I love shad roe.
It's a very seasonal thing, appearing briefly when the shadbush and forsythia are in bloom, and, in these parts, around Opening Day. Spring is here, with tempestuous weather turning mild and brown fields turning green, fresh asparagus and pea greens and sun-kissed strawberries are not far behind.
Shad roe is not pretty. It looks like a pair of lungs. You can find lots of details with a quick web search; the important thing to know is that is is very seasonal, very regional, and usually very hard to find without a reliable fishmonger.
It is also very delicate; a slip of the knife can spill the precious eggs and make it much more difficult to prepare and serve.

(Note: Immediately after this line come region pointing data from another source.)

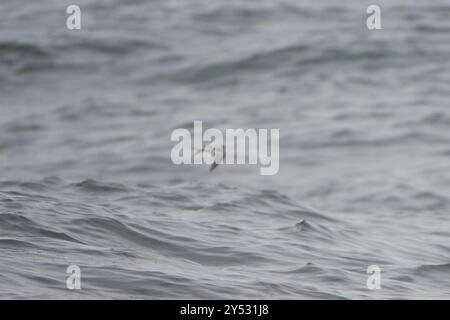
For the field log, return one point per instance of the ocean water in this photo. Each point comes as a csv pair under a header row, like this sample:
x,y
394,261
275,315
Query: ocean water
x,y
86,177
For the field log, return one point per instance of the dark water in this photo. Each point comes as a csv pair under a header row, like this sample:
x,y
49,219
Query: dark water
x,y
85,171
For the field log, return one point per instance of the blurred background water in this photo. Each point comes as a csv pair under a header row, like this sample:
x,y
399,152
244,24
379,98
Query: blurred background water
x,y
85,170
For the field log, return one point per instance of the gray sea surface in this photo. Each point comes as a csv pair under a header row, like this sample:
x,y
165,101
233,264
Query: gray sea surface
x,y
86,177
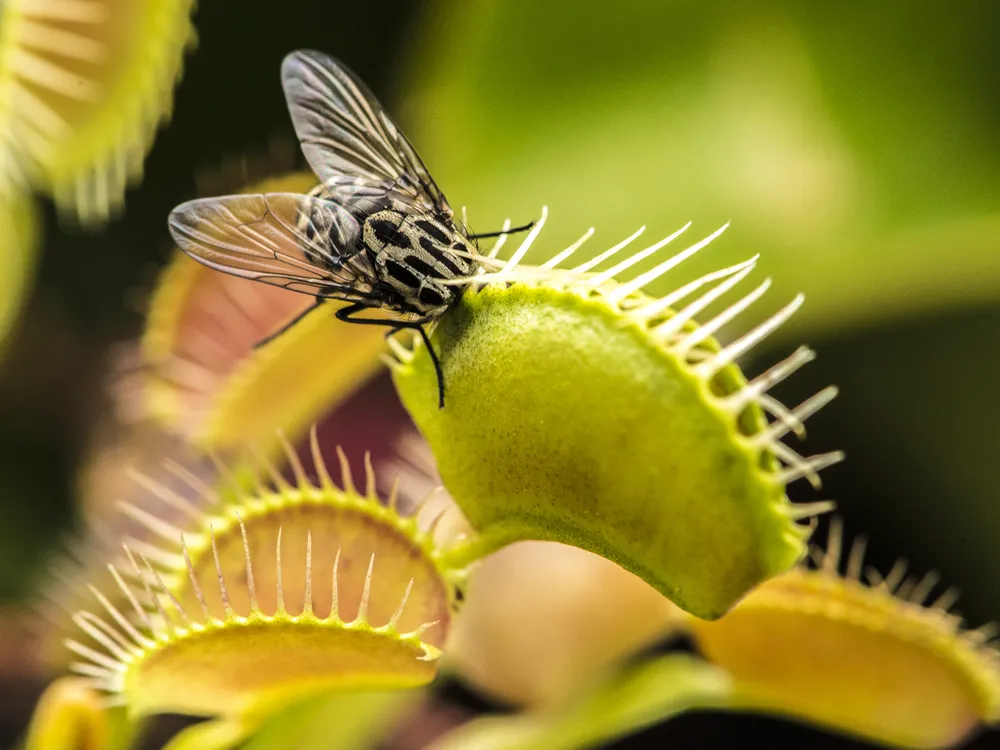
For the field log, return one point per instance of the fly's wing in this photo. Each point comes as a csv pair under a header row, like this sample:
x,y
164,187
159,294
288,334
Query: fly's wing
x,y
306,244
352,144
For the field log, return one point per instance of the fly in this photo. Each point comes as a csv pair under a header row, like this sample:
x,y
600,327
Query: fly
x,y
376,233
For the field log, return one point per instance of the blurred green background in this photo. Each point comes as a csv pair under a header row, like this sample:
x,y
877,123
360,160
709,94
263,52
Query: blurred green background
x,y
853,144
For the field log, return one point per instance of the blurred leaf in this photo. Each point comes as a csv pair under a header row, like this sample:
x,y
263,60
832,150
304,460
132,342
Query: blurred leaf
x,y
338,721
18,247
856,151
643,696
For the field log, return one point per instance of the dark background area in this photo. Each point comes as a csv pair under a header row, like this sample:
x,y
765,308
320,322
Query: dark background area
x,y
89,291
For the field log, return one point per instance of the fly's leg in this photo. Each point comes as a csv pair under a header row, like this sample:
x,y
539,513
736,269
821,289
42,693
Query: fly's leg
x,y
346,314
515,230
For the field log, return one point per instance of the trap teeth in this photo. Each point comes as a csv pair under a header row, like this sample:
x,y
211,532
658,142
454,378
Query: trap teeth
x,y
873,658
582,411
93,82
265,595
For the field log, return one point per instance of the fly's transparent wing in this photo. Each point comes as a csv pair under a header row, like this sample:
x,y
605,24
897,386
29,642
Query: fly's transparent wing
x,y
351,143
298,242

We found some, in one market by luck and in another by special order. We served it with another delicacy in our Shad Roe and Halibut Cheeks dinner.
I suppose there are some clever chefs who could find some way to present it attractively, but my advice is to concentrate your efforts on the preparation and let the presentation follow as needed.
I always use the butter-poaching method in Jasper White's Cooking from New England. There may be a better recipe, but I do not expect to find it on this side of the Pearly Gates. If you should find yourself burdened by a surfeit of shad roe, you might try experimenting with different preparations, including poaching in water or stock and pan-frying. Better yet, if you have a surplus of shad roe, just call me. Please.